Für Harry Lehmann führt die Digitalisierung zu einer «Demokratisierung der Produktions- und Distributionsmittel in der neuen Musik» und damit zu einer Auflösung von Institutionsbindungen. Kompositionen, die darauf abzielen, «den Graben zwischen populär und elitär [zu] überbrücken», seien durch die Verwendung digitaler Medien leicht zu realisieren. Eine schöne Vorstellung, in der Lehmann allerdings ein Problem sieht. Das Gegensatzpaar «elitär/populär» etabliert in der neuen Musik eine Leitdifferenz, die wegfällt und in einen Identitätsverlust bzw. fehlendes Selbstverständnis mündet.
Dahlia Borsche geht in ihrem Beitrag der Unbestimmbarkeit des Elitären und Populären am Beispiel von Lou Reeds Metal Machine Music nach, einer Feedbackstudie, die der Popmusiker 1975 veröffentlichte. Das Werk wurde ambivalent rezipiert und 2007 vom zeitkratzer-Ensemble mit akustischen Instrumenten neu eingespielt. «Ist die zeitkratzer-Version elitär, weil sie im Kontext der neuen Musik entstanden ist, oder populär, weil sie nicht das traditionelle Neue-Musik-Publikum anspricht?» eine Frage, die kaum beantwortbar ist.

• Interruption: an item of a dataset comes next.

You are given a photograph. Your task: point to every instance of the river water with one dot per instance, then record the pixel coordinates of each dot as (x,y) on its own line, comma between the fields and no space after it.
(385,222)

Komponist Markus Hechtle berichtet von einer Begegnung mit dem mittlerweile verstorbenen «Oliver Steinert», der auch Komponist gewesen sein soll. Es scheint, als spiele Hechtle hier mit den Mechanismen des Fake, die auch gerne in der Popkultur zum Einsatz kommen, nicht zuletzt um elitäre und populäre Strukturen gegeneinander auszuspielen. Steinert ist offenbar eine erfundene Persönlichkeit, die Adorno zitiert, zur alten Schule der neuen Musik gehört und gegen «die vorherrschende und [
] voranschreitende Regression» kämpft. Hechtle, der hier als Schriftsteller in Erscheinung tritt, hält dem alten Komponisten entgegen, die neue Musik sei an ihrer Isolation selbst Schuld und hielte ihre elitäre Grundhaltung «als Identität stiftendes Moment» aufrecht. Damit liefert er keine neuen Einsichten, der Text ist trotzdem sehr unterhaltsam zu lesen.